Além disso, a seccional da OAB pediu mudanças no SDSG para que o site do Tribunal passe a emitir um recibo do peticionamento eletrônico, contendo data, hora, natureza da petição, identificação do processo e particularidades de cada arquivo enviado. Também foi solicitado que o sistema passe a identificar se determinado processo é físico ou eletrônico, o que, segundo o TJRO, já foi implementado.
Após consulta à Comissão de Tecnologia da Informação e Comunicação do CNJ, o relator do pedido, conselheiro Gilberto Martins, votou pelo indeferimento dos pedidos de obrigatoriedade de recebimento de petições físicas e de uso de login e senha no sistema de processos eletrônicos.
De acordo com o voto do conselheiro, a Lei 11.419/2006 e decisões anteriores do CNJ determinam que o peticionamento em processos eletrônicos deve ser feito eletronicamente e não há obrigação de o Judiciário digitalizar peças em papel.
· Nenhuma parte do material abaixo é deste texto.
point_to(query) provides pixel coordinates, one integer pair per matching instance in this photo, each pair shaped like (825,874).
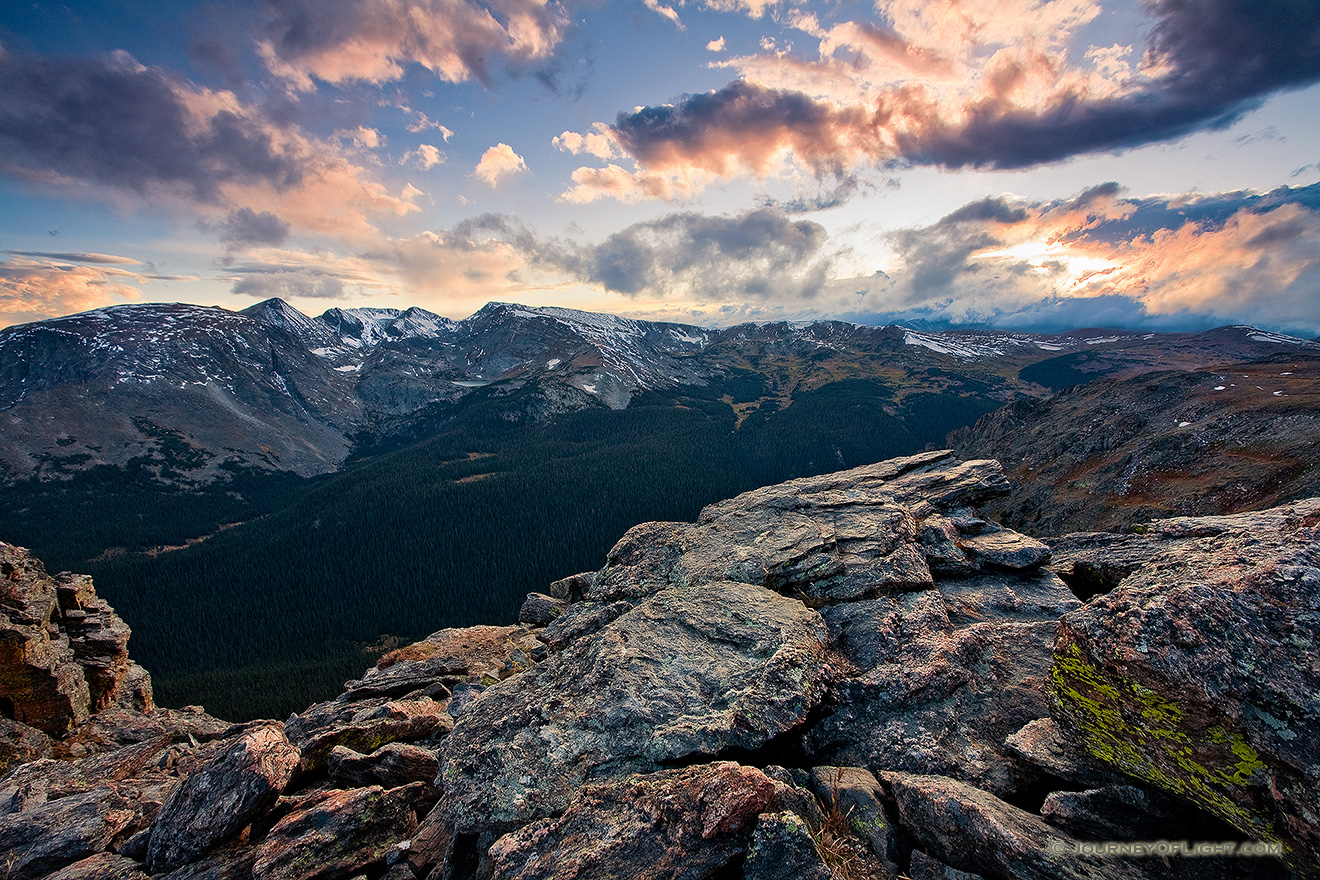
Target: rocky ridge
(189,393)
(846,676)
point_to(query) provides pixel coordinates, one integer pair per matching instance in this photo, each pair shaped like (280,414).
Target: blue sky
(1034,164)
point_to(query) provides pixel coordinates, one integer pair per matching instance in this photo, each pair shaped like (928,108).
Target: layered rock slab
(825,538)
(691,672)
(943,678)
(672,825)
(1200,672)
(64,652)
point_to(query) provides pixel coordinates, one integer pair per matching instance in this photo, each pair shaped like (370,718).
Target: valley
(474,458)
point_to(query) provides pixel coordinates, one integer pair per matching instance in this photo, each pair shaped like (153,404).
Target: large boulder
(58,833)
(973,830)
(689,672)
(1200,672)
(221,798)
(825,538)
(944,677)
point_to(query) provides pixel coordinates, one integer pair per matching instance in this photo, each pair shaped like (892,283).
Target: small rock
(1040,744)
(925,867)
(692,670)
(540,610)
(390,765)
(856,794)
(103,866)
(782,848)
(973,830)
(1006,549)
(338,834)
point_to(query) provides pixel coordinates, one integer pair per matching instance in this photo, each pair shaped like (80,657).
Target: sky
(1017,164)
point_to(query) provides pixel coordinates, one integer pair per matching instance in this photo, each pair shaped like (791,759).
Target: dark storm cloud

O tribunal deve apenas manter local suficiente para que os advogados digitalizem suas peças.
O conselheiro acatou o pedido de alterações no sistema para que se adapte o relatório de protocolo para que passe a conter também o número do processo, data e hora do protocolo, quantidades e nomes de arquivos juntados. O voto do conselheiro Gilberto Martins foi seguido de forma unânime pelos demais conselheiros. O Tribunal terá prazo de 45 dias para efetuar as mudanças determinadas pelo CNJ.